You have certainly come across the term “ creditworthiness ”, at least if you have applied for a loan at the bank. Creditworthiness, or the assumed ability to repay a loan, is an essential part of the credit application approval process with a bank. What exactly does it mean and how does the bank collect this information?
What is credit risk?
By granting a loan, the bank appreciates the deposited funds, but at the same time it exposes itself to a certain risk, which is called credit risk. In order to prevent a receivable from becoming recoverable, the Bank seeks to defend and hedge against credit risk losses.
Elimination of credit risk
One way to hedge against credit risk is to try to eliminate this risk. Every bank wants to be solvent and stable, which is impossible without this step. In simple terms, this means providing money only to those applicants who meet the set criteria and are sufficiently likely to repay the loan.
What affects the applicant’s creditworthiness
For each loan applicant, the bank determines the creditworthiness, which is the expected ability to repay the loan. Lower creditworthiness means higher credit risk and this needs to be compensated somehow. According to the result, the bank will determine the interest rate.
The more creditworthy a client is, the lower the interest he can get, and vice versa. The bank assesses the applicant’s income and expenses during the creditworthiness process, and some of its personal data are also important.
Revenues and expenses
The Bank determines such permanent income from clients that is expected to last in the future. Employees are usually required to work for an indefinite period and at the time of applying for a loan should not be in the probationary period. What income does the applicant have to have?
Every situation is individual and in general you can’t really say it. It depends on the type of loan, collateral, maturity, repayment of other expenses, number of dependent children.
Regular expenses are also important. These include, for example, rent, insurance and repayment of other loans. The Bank deducts the subsistence minimum, which is individual for each applicant, from the documented income. It increases with the number of persons living in the same household and with the number of dependent children.

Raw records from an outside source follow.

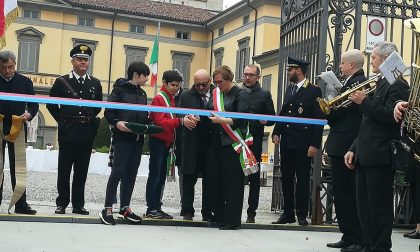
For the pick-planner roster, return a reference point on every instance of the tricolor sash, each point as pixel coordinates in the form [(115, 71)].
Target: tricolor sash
[(18, 138), (170, 160), (247, 159)]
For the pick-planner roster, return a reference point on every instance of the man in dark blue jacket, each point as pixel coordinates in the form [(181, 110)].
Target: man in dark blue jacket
[(299, 142), (260, 103), (12, 82), (344, 125), (371, 155)]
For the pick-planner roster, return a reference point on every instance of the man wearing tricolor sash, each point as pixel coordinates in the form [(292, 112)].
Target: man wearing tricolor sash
[(162, 147), (230, 157), (13, 118)]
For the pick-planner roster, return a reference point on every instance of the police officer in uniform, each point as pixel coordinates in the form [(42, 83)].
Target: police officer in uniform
[(77, 127), (299, 142)]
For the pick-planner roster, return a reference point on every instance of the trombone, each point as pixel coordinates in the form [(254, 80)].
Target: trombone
[(342, 100)]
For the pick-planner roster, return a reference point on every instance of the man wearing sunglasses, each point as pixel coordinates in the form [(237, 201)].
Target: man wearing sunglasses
[(261, 103), (194, 145)]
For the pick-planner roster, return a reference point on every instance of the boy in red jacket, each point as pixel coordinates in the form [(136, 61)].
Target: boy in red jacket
[(161, 144)]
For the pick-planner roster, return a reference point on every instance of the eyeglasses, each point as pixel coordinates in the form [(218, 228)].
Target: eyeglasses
[(204, 84), (249, 74)]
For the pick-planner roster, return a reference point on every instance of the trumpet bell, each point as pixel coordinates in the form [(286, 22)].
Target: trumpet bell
[(325, 107)]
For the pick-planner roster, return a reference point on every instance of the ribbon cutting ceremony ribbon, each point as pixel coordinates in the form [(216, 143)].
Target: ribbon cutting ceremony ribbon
[(17, 136), (149, 108)]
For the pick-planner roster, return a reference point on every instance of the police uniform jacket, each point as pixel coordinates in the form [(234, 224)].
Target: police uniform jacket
[(378, 126), (195, 142), (76, 124), (260, 103), (126, 92), (344, 122), (302, 104), (18, 84)]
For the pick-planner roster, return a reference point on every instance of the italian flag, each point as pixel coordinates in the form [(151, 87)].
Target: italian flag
[(10, 13), (154, 61)]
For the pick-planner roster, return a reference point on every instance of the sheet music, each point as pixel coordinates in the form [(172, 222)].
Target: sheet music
[(333, 85), (393, 67)]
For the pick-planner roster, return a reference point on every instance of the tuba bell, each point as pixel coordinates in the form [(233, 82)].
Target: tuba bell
[(411, 120), (342, 100)]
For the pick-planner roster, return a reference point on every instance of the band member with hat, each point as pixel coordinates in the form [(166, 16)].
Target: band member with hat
[(299, 143), (13, 82), (371, 154), (344, 125), (77, 128)]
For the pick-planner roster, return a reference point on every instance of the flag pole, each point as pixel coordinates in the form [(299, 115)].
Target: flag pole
[(157, 34)]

What personal data do clients assess?
- Age and gender
- Marital status, number of children
- Educational attainment
Basically, the older a person is, the lower their educational attainment, the worse rated profession and the more children, the lower the chances of getting a low-interest loan.
For the determination of creditworthiness, however, these are certainly not all data considered. The bank also maps your payment history and credit history. It uses data from credit registers, where both current and paid liabilities are recorded. There are three registers in the Czech Republic: COLUSE, the Non-banking Client Information Register and the Banking Information Client Register. If you have had a problem repaying in the past or have been late in paying a lease or installment to a mobile operator, the bank will know. Bad payment discipline logically has a negative impact on creditworthiness.
Can the creditworthiness be increased?
Insufficient or low creditworthiness can sometimes be increased. The most common is to invite a guarantor or co-applicant. What is the difference between them? The guarantor requires the bank to repay the loan only when the debtor does not meet its obligation. However, the co-debtor is equally responsible for repaying the loan as the debtor.